“This book was a bit like the reverse of the famous John Green quotation about falling in love; it happened all at once and then very slowly. The story itself began with an image. I saw the moment when Luke first stops time.”
In her new novel Hold, Rachel Davidson Leigh explores grief, and how it affects people. Based off her own experiences with loss, her main character Luke has just lost his sister. After the loss, Luke finds out he can stop time, but his powers and his grief entwine and relate to each other.
“I also lost a sibling, under similar circumstances, when I was about the same age as Luke, but one of the things that allows the novel to be honest about loss is its distance from my own life. Luke walks through some of the same places I remember, but he transforms them into something entirely new.”
Luke’s grief and his powers grow out of each other until he can hardly see the line between the two. That pulls on Leigh’s own flavour of favourite stories: superhero comics, sci-fi and fantasy stories as well as musicals, where the epic emotion of the adventures underline and give literal form to human experiences.

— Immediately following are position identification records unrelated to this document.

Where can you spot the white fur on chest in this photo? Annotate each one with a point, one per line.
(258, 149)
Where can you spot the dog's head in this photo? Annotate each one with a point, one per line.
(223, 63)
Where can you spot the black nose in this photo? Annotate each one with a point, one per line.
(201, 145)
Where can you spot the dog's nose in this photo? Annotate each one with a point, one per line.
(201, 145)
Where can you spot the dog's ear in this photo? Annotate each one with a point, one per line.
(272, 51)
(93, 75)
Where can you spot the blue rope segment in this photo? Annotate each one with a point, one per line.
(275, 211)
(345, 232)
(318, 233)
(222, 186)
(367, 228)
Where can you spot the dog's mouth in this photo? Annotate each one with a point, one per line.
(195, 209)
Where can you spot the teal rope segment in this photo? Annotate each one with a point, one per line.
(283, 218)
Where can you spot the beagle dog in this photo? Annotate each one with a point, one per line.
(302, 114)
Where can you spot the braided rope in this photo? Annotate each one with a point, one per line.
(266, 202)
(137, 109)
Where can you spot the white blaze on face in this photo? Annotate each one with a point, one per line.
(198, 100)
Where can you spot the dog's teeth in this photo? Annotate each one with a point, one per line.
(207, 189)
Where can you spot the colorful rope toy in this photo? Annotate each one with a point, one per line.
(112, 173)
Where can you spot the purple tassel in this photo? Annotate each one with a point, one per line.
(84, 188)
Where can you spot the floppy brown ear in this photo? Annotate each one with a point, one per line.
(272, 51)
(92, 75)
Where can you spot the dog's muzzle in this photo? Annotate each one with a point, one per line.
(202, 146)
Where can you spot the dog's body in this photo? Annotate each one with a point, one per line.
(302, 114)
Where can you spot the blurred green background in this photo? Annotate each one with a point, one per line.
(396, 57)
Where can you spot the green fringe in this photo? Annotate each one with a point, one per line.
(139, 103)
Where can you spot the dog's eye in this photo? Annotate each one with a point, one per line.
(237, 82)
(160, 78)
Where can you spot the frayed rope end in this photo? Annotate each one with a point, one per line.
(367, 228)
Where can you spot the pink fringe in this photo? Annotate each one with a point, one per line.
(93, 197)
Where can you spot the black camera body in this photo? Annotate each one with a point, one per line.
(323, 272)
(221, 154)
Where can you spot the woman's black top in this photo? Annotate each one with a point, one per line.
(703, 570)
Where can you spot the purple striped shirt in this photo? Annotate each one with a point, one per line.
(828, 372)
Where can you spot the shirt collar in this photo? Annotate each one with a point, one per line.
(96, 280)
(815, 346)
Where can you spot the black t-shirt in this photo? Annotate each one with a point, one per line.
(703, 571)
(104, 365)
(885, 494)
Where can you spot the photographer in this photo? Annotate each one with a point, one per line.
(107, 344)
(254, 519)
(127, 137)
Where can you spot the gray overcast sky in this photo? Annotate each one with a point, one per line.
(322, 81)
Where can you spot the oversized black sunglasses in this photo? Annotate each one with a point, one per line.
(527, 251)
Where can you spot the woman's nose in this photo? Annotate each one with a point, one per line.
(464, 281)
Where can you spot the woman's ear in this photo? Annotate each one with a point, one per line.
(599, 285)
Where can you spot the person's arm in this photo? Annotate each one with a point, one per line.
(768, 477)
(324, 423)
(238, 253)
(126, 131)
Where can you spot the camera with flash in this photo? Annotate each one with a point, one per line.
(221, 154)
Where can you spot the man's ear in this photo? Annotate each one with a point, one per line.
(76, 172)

“In many ways, his powers become a kind of coping mechanism for understanding and dealing with loss. Luke and his friends don’t know how to deal with grief. I mean, who does? But they do know comics. They know superhero backstories, and suddenly Luke seems to have an entire origin story dropped in his lap. He has the tragedy, the superpowers, and maybe even a convenient villain, but as he moves forward, he keeps coming face-to-face with the ways that his life doesn’t fit that convenient package.”
The idea of fiction reflecting reality can be seen throughout the novel. All of the main characters are theater kids, and plays and their performance have a big presence in the story. This shows even in the cover itself, which Leigh says is a good representation of what the novel is trying to convey:
“The script in the back is actually a page from the First Folio edition of Shakespeare’s Romeo and Juliet. It echoes one character’s love for a monologue in that play, which returns over and over, much to Luke’s chagrin. Most of all, it reflects the novel’s love affair with language and the ways that even the best intentions can go awry.”
Leigh isn’t done telling stories. Going forward, she wants to work on more LGBTQ YA novels.
“I’m pretty sure this is going to be my writer-home for good long while, in large part because it’s wonderful writing about that aspect of myself and the people that I love. It’s the same reason why all of my novels are going to engage with representations of disability. The next novel, though, is going to be a lot lighter. It centers on two former best friends and current rivals, Natalie and Noelle, forced to vie for the same math scholarship. The situation would be workable if they didn’t have to travel together, or room together, or face the fact that Noelle’s had a soul-killing crush on Natalie since, roughly, forever.”